Here one way to approach your exercise. Ask yourself the following: At 1 P.M., how many hours has it been since the east-sailing ship passed point A? Using that, how far east of point A will it have traveled? Similarly, how many hours has the south-sailing ship been sailing since passing point A and how far south will it have traveled in that time? Now draw a diagram showing the position of the two ships at 1 P.M. relative to point A and then calculate the distance between the ships. (See Pythagorean theorem.) Once done, you may wish to look back at the problem to see if you could have done it in your head. This particular exercise was constructed to make the calculation easy via the use of a special right triangle. For problems like this you are expected to assume a flat earth, and if the distances involved are small, as they are in this problem, and point A is not at an extreme latitude, then your answer will be close to what you would get if you took the Earth's curvature into account. For larger distances or extreme latitudes, you would need to know the latitude of point A and whether the first ship was sailing a rhumb line (constantly due east) or a great circle route which carried it due east as it passed point A. -- ToE 13:37, 20 March 2016 (UTC)[My apologies to the questioner for misreading the question as being the much simpler one of "How far were the ships separated at 1 P.M.?" -- ToE 21:52, 20 March 2016 (UTC)]- Oops! So if the questioner did work out the simpler exercise as I initially suggested, they would have wound up with a diagram showing the east-sailing ship 30 km east of point A and the south-sailing ship 40 km south of point A at 1 P.M. From that point, I offer two methods to calculate the separation speed at that time, the first using simple calculus. Let x be the distance from point A to the east-sailing ship, and let y be the distance from point A to the south-sailing ship. At time 1 P.M., x = 30 km and y = 40 km. Moreover, dx/dt = 15 km/hr and dy/dt = 10 km/hr. If you let s be the distance between the ships, then the Pythagorean theorem tells you s2= x2 + y2. Differentiate both sides of the equation with respect to time to get 2s·ds/dt = 2x·dx/dt + 2y·dy/dt. Solve for ds/dt = (x·dx/dt + y·dy/dt)/s. Plug in the values and there is your answer. And the numbers do turn out to be easy enough to do in your head!

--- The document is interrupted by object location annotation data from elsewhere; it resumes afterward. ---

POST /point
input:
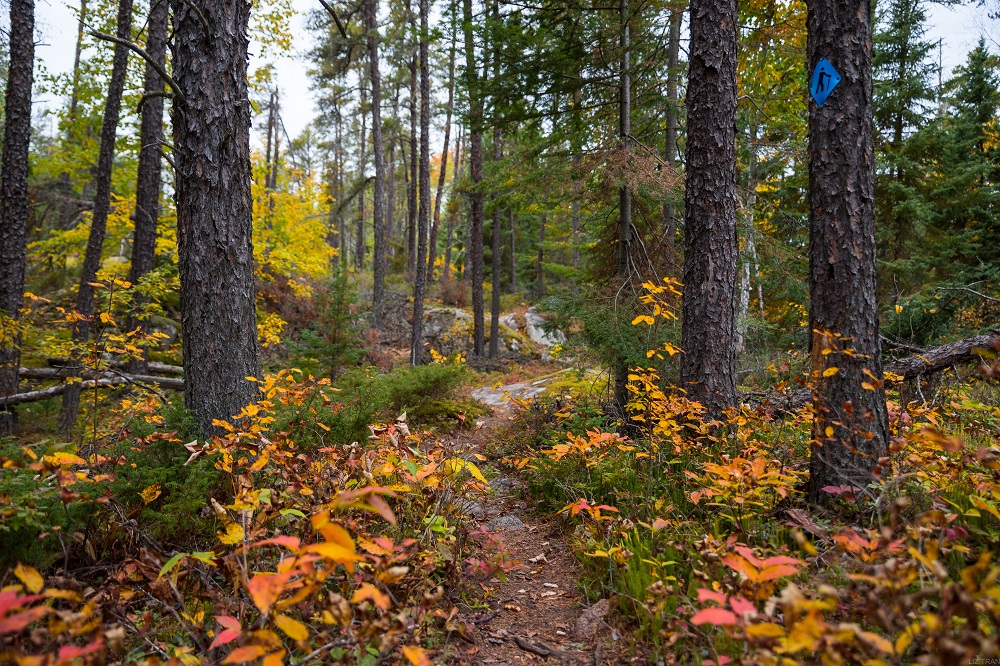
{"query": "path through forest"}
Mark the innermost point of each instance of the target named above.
(539, 613)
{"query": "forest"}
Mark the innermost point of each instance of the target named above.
(660, 332)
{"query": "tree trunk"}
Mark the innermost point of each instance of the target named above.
(670, 135)
(625, 231)
(495, 280)
(474, 242)
(14, 199)
(390, 175)
(411, 201)
(850, 425)
(420, 282)
(102, 205)
(513, 255)
(147, 187)
(452, 210)
(359, 236)
(748, 259)
(378, 197)
(708, 330)
(432, 254)
(214, 216)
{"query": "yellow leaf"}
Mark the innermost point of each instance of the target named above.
(63, 458)
(416, 656)
(234, 534)
(292, 627)
(150, 493)
(474, 471)
(32, 580)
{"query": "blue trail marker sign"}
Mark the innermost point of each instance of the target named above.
(824, 79)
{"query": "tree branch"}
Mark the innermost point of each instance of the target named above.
(145, 56)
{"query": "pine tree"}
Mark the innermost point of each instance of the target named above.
(903, 97)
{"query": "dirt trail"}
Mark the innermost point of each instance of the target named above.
(535, 616)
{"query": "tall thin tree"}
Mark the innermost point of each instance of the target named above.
(850, 426)
(420, 281)
(211, 120)
(474, 239)
(85, 298)
(147, 187)
(378, 197)
(708, 329)
(14, 199)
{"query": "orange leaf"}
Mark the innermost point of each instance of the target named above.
(265, 588)
(368, 591)
(292, 627)
(245, 654)
(416, 656)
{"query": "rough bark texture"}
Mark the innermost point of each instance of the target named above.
(147, 187)
(453, 210)
(14, 198)
(420, 281)
(474, 240)
(432, 252)
(921, 363)
(708, 331)
(495, 280)
(843, 313)
(625, 231)
(102, 205)
(670, 133)
(378, 197)
(212, 136)
(411, 196)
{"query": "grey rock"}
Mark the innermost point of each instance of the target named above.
(506, 523)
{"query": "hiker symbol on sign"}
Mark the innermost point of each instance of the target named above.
(824, 79)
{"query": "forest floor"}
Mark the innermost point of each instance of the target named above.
(538, 613)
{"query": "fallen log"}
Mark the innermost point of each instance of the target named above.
(926, 362)
(104, 381)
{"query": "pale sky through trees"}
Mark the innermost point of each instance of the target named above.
(960, 27)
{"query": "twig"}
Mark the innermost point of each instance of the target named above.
(336, 19)
(150, 95)
(145, 56)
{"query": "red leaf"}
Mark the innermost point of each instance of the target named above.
(290, 542)
(229, 622)
(226, 636)
(15, 623)
(741, 605)
(704, 594)
(748, 556)
(778, 571)
(714, 616)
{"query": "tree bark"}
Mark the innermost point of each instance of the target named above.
(513, 248)
(214, 216)
(670, 134)
(420, 282)
(708, 330)
(748, 260)
(147, 187)
(474, 242)
(850, 425)
(102, 204)
(495, 280)
(620, 397)
(14, 199)
(411, 200)
(378, 197)
(432, 254)
(359, 235)
(452, 210)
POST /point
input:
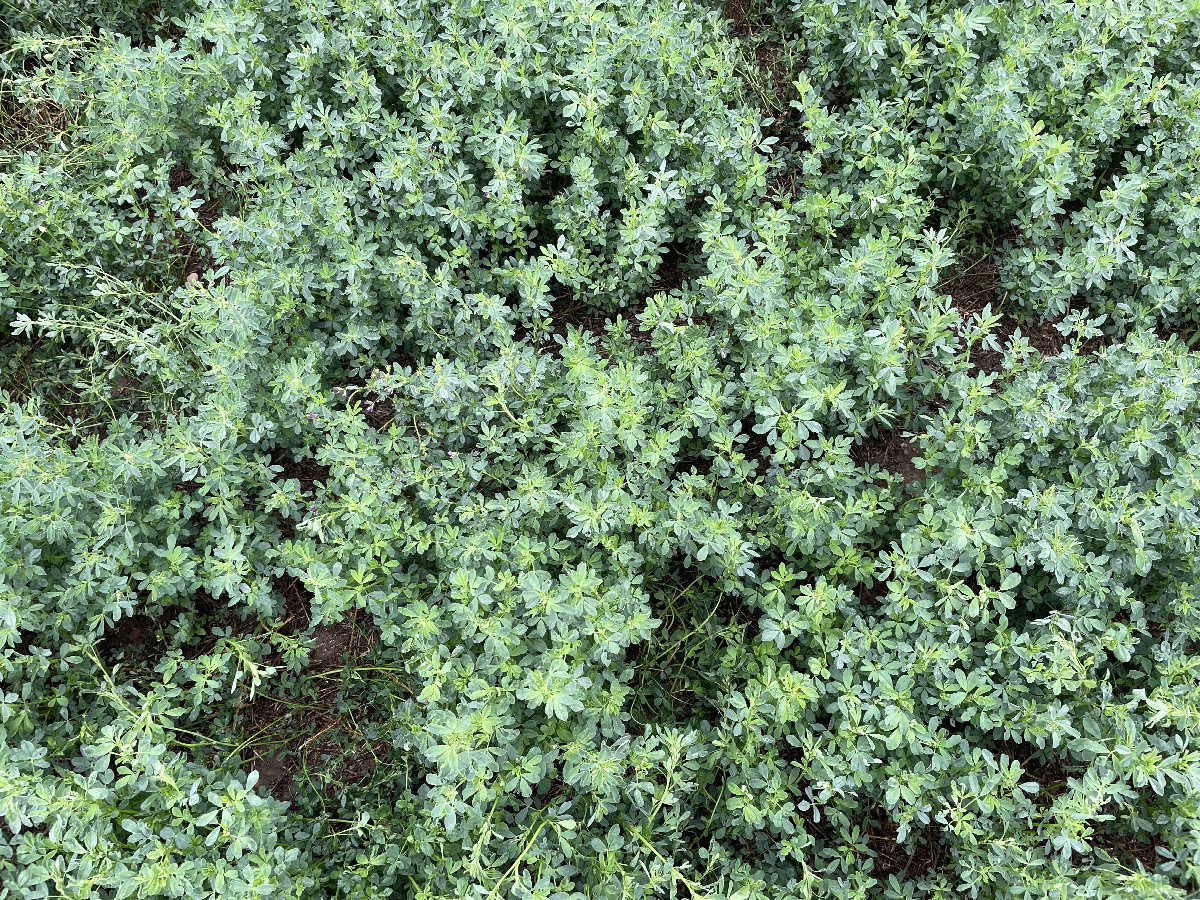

- This question could also be asked in the context of a pre-calculus physics class where the student is expected to use vectors but not differentiation. In that case, let's consider the the motion of the south-sailing ship with respect to the east-sailing ship. Choose the convenient coordinate system relative to the east-sailing ship (so that ship is at rest in this coordinate system) with the positive x-axis pointing west and the positive y-axis pointing south. (Other choices will work as well, but this way we get to use only positive values.) The displacement vector s of the south-sailing ship with respect to the east-sailing ship is (30 km, 40 km). The velocity vector v of the south-sailing ship with respect to the east-sailing ship is (15 km/hr, 10 km/hr). (That is, in addition the the 10 km/hr southward component, the south-sailing ships is moving 15 km/hr west with respect to the east-sailing ship, even though it is moving neither east nor west with respect to the globe.) To determine the separation speed of the two ships, find the component of the velocity vector v parallel to the displacement vector s by taking the dot product of v with the unit vector parallel to s, namely v·(s/|s|), which gives you the same calculation as when we used the derivative. If you haven't learned about dot products yet, you can determine this scalar projection by using a bit of trigonometry.
- So between these two solutions and the one suggested below by PiusImpavidus, which do you prefer? (And if you tell us what you got as an answer, we can confirm your result, though you could also use StuRat's method to approximate an answer as a check.) -- ToE 03:42, 21 March 2016 (UTC)
- I may well be overthinking this, but it seems to me that the problem as stated by the OP is more complicated than I thought at first glance, or than the first two replies recognize. Assuming the flat earth case: It seems to me that it cannot be done in one's head, nor is the speed of separation time-independent and distance-independent. The eastbound ship (E) is 30 km east at 1PM, 60 km east at 3 PM, and 90 km east at 5 PM. The southbound ship (S) is 40 km south at 1PM, 60 km south at 3PM, and 80 km south at 5PM. Thus their distance apart is 50 km at 1 PM, 60sqrt(2) km at 3 PM, and 10sqrt(145) km at 5 PM. So the rate of separation is increasing over time: from 34.8528 km per 2 hours (from 1:00 to 3:00) to 35.5631 km per two hours (from 3:00 to 5:00). Since the rate of separation is changing, this looks like a calculus problem to me. Loraof (talk) 19:09, 20 March 2016 (UTC)
- Yes, but you can get a reasonable approximation by looking at the distances a half second before and half second after 1 PM, and get the rate by dividing the change in distance by one second (or 1/3600th of an hour, if the answer is to be in km/hr). StuRat (talk) 19:28, 20 March 2016 (UTC)
- Didn't react at once because this struck me as a homework exercise, but given the discussion above I shall give some input anyway. Not a complete answer though.
- You can easily get a formula for the position of the first ship: p(t)=15×(t-11). Similar for the second ship, moving at right angle. Use Pythagoras to calculate the separation as a function of time, which is the square root of some quadratic polynomial of time. Differentiate that one and evaluate at 13 o'clock. PiusImpavidus (talk) 19:56, 20 March 2016 (UTC)